We scaled all continuous variables (subtracted mean and divided by one standard deviation) to obtain parameter estimates comparable across variables and models. However, parameter estimates for factors (the number of care givers and substrate of food collection) were still not comparable to other estimates [62]. Many variables were skewed and thus we used log10 or square root transformations to improve their distribution. As dependent variables, we used log10(fledging trait), and log10(fledging time), while growth rates remained untransformed. As predictor variables, we used log10(daily nest predation rate + 0.01), square root(nest height), square root(clutch size), and log10(adult trait), while other predictors remained untransformed. These transformations are also noted in tables reporting results in the Additional File 1.
Clutch size was strongly correlated with absolute latitude (r = 0.66, n = 453 at the population level; r = 0.69, n = 333 at the species level for all species; r = 0.68, n = 229 at the species level for species entering analyses; clutch size log10-transformed). To avoid collinearity of predictors, we fit two sets of models. One set with latitude without clutch size and the other with both latitude and clutch size included. When studying geographic effects of latitude, we used three strategies. First, we fitted absolute latitude as a predictor, because many life-history traits change systematically with increasing distance from the equator in birds [15, 16]. Second, we also fitted an interaction of absolute latitude with hemisphere (northern vs. southern) to find out whether the slope of latitudinal effect differed between the hemispheres. This interaction was, however, never statistically significant and thus we omitted it from all models. Third, tropical, southern temperate, and northern temperate birds (delimited by 23.5°N and 23.5°S) often differ in their life histories and behavior [8, 36, 37]. We thus also fitted latitudinal band (northern temperate, tropical, southern temperate) as a predictor in our models that excluded absolute latitude.
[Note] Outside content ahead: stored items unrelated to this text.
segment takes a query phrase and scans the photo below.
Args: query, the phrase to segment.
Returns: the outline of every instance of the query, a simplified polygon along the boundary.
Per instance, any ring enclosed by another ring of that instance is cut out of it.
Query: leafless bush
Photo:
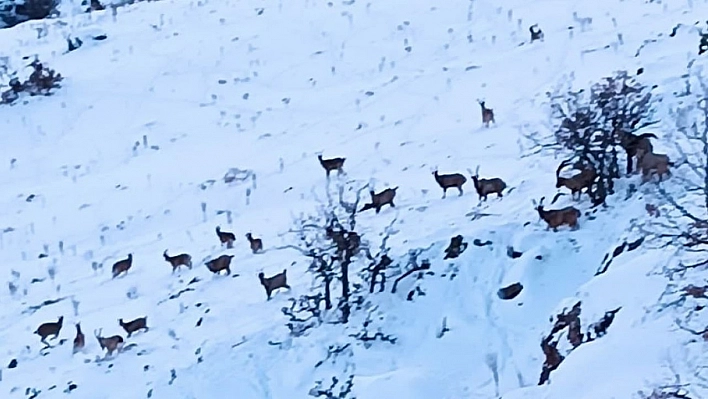
[[[12,104],[23,94],[30,96],[52,95],[52,90],[61,87],[60,82],[64,79],[55,70],[44,66],[39,60],[28,65],[33,69],[29,78],[21,82],[18,78],[12,78],[9,82],[9,89],[0,92],[0,104]]]
[[[557,143],[573,151],[578,169],[595,169],[589,194],[594,205],[604,204],[620,177],[623,137],[654,123],[650,89],[620,71],[589,90],[574,91],[567,85],[548,96]]]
We obtained data on nestling growth and development from 456 populations of 336 species of passerines worldwide (dataset available in Additional File 3). However, in 84 populations the number of measured nestlings was not known, while in 77 populations it was lower than five. Thus, we ended up with 295 populations of 231 species where the number of measured nestlings was known and was at least five (Fig. S8 in Additional File 2). The most limiting predictor was nest predation rate, which was available for only 152 out of these 231 species and was not available in the remaining 79 species. Thus, our final sample size that was used in all analyses was 152 species, but it was usually lower due to lacking other variables (mainly growth rates and fledging values of individual traits). Scaling analyses that did not include nest predation were the only exception, because there we were able to use up to 230 species.